Posted by Catherine Seiberling Pond on April 15, 2016

Brent Ridge and Josh Kilmer-Purcell of the TV show, The Fabulous Beekman Boys, share tips they have learned about rural life since moving from NYC to a farmhouse built in 1802. 

Brent Ridge and Josh Kilmer-Purcell are living the dream of owning their own place in the country. In the past decade, after purchasing the grand but somewhat ruinous “Beekman Place” in Sharon Springs, New York—chronicled on their television show, Cooking Channel's The Fabulous Beekman Boys—they have created a successful lifestyle
brand around their house and farm.

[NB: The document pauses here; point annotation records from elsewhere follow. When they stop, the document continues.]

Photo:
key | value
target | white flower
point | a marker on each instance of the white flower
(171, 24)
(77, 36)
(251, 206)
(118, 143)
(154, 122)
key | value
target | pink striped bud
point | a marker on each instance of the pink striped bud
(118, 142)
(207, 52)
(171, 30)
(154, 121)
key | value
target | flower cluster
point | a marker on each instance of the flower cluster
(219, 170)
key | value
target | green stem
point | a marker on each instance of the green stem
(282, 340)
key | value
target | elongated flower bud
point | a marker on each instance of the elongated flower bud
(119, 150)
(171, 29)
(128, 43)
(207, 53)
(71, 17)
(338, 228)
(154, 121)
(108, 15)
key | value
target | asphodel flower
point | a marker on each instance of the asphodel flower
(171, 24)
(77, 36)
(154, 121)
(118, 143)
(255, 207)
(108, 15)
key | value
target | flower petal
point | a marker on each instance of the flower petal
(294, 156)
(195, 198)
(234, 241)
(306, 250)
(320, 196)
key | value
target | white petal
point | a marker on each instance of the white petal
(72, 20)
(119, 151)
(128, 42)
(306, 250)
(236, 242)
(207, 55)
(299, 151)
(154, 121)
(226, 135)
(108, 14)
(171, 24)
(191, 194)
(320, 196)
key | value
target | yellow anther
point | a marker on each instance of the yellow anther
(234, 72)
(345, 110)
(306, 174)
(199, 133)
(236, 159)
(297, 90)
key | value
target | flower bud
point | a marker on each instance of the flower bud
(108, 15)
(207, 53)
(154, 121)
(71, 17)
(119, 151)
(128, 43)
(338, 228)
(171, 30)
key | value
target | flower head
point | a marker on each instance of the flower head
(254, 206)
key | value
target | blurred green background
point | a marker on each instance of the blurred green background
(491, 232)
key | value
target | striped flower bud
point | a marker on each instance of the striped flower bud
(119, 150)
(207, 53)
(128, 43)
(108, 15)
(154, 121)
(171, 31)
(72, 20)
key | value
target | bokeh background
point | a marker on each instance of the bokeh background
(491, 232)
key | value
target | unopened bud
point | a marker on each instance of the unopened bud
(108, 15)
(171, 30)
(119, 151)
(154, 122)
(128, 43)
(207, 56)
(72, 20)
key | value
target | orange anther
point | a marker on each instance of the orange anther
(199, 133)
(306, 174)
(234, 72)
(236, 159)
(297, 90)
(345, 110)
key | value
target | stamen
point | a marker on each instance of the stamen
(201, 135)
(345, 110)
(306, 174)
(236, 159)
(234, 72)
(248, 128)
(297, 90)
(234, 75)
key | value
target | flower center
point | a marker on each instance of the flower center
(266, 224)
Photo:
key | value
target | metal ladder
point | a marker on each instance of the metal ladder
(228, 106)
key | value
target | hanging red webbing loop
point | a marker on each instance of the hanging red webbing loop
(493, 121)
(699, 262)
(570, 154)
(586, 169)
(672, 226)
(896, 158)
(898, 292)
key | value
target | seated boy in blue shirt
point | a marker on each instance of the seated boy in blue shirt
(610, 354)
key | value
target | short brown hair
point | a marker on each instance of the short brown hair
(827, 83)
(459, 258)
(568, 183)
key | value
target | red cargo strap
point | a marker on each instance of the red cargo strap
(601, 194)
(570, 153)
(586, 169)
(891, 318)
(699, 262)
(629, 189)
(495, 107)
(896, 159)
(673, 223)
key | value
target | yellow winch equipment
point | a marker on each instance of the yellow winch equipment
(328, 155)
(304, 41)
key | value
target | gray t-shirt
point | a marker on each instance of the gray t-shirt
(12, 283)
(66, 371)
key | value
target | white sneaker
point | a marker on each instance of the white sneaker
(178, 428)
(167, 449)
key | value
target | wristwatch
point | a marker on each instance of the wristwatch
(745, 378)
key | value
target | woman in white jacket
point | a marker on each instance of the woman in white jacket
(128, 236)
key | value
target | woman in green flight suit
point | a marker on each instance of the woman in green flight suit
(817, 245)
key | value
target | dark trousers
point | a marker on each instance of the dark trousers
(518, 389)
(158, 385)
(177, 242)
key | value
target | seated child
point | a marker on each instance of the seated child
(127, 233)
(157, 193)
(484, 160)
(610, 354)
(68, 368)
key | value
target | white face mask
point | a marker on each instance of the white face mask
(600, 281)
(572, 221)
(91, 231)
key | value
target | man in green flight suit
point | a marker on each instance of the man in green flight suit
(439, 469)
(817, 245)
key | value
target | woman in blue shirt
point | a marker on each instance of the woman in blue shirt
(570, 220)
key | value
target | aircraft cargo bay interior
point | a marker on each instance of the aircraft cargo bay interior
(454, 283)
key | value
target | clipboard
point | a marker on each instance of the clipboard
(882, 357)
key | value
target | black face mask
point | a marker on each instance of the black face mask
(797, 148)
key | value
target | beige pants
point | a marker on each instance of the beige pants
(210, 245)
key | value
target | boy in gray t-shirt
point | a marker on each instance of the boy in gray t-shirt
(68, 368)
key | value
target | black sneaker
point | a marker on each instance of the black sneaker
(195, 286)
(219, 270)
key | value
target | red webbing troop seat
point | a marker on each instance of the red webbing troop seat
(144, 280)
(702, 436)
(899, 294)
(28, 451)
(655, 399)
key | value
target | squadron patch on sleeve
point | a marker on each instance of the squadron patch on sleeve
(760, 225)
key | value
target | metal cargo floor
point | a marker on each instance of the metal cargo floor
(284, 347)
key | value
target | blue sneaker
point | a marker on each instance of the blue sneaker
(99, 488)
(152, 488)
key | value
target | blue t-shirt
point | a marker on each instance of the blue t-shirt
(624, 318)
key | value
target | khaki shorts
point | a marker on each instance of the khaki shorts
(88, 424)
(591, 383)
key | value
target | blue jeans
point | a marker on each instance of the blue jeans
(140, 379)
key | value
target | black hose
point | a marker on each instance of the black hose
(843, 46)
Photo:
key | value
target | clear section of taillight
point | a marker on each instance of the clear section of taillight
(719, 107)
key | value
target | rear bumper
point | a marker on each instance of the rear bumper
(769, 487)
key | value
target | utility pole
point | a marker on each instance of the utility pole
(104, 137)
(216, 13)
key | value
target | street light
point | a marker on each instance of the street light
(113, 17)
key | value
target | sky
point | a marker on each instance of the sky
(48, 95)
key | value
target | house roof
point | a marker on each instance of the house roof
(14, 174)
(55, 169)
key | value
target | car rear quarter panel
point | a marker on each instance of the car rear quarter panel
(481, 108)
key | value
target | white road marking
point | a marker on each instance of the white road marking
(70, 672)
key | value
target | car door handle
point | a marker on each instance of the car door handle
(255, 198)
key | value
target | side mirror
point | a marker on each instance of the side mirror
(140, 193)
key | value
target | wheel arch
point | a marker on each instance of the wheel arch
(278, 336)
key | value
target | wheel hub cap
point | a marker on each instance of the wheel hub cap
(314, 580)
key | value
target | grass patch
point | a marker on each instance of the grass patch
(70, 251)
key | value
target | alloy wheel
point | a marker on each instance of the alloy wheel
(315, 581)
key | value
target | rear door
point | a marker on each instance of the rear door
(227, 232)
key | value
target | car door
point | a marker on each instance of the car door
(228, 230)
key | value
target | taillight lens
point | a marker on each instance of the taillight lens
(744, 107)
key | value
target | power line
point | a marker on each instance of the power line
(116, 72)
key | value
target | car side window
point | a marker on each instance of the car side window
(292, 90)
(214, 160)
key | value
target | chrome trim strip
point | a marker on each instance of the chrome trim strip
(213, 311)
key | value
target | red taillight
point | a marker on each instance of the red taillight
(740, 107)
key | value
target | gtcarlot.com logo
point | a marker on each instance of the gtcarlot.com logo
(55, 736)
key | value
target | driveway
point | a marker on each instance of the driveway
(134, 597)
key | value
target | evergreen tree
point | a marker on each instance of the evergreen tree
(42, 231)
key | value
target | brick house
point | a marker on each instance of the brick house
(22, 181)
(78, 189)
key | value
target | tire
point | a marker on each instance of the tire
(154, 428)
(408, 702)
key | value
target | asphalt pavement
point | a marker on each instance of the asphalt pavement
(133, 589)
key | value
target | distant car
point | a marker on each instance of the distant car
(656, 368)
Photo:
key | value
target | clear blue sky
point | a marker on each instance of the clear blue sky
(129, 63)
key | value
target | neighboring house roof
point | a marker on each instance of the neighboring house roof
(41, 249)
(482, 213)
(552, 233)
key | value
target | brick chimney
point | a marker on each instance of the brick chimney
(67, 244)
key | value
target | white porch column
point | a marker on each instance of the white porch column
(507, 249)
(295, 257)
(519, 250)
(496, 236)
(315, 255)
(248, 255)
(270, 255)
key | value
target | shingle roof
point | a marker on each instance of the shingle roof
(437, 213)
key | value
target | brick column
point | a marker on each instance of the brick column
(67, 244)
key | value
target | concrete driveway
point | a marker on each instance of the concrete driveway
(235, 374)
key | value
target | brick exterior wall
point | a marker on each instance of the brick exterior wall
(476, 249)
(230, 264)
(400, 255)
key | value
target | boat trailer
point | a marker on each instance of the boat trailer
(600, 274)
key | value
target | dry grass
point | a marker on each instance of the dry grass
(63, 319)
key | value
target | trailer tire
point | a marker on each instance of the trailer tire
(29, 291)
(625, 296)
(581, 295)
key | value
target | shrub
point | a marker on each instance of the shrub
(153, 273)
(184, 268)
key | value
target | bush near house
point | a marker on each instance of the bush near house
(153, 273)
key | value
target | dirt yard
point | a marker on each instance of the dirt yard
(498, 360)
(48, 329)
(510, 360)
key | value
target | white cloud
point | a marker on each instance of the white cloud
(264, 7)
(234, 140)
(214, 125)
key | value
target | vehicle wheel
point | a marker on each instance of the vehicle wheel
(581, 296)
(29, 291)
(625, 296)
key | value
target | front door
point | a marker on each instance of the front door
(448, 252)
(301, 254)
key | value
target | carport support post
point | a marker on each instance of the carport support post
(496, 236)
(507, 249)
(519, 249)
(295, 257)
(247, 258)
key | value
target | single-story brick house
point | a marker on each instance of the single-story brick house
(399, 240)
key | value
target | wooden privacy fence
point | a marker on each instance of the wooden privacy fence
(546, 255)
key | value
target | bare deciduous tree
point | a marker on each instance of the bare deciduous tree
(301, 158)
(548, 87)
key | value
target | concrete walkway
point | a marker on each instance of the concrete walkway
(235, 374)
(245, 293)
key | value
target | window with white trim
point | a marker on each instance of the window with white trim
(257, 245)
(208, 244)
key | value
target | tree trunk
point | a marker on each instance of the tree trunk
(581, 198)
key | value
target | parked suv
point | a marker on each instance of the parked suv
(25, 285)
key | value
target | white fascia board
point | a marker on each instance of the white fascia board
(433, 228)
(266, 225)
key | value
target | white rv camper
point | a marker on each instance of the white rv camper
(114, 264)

Today the original majesty of their Federal-era home, built in 1802, has been restored alongside a working farm that continues to support and inspire their full enterprise.

400_Beekman_Boys.jpgRethink:Rural writer Catherine Pond, who lives on a Kentucky farm, spoke to “The Beekman Boys” recently about their move to the country and what advice they might give to others hoping to do the same—or for those who might want to make the farm pay in ways beyond livestock or produce.

Q: American Back-to-the-Land movements have been fueled by politics, the economy, post-war distress, or general urban flight. What events or specific reasons brought you to the country?

Beekman Boys: We were two Manhattanites with fancy jobs—Brent was working for Martha Stewart and Josh was an advertising executive. In 2006 our future was so bright that we decided we needed a weekend house, so we cashed in everything that we had saved, took out a HUGE mortgage, and bought the farmhouse. In 2008 we both lost our jobs in the Great Recession, and had to figure out a way to make the farm actually work as a farm. We came perilously close to losing it, but a local farmer who was losing the place where he was farming asked if he could bring his herd of goats to our property so that he wouldn’t have to sell them. He did, and that turned out to be our saving grace. With Farmer John (and he’s still right here on the farm with us), we started making beauty products with goat milk, and that was the foundation of our entire company.

Q. There is an old expression I’ve heard which I’ve also found to be true: “For every farmer, there’s a wife with a job in town.” That is our reality here in Kentucky (although my husband has the job in town and I’m a farm-based freelance writer). I know you experienced this before living full time in Sharon Springs. What might you recommend for those transitioning to the country who still need to support themselves while doing so?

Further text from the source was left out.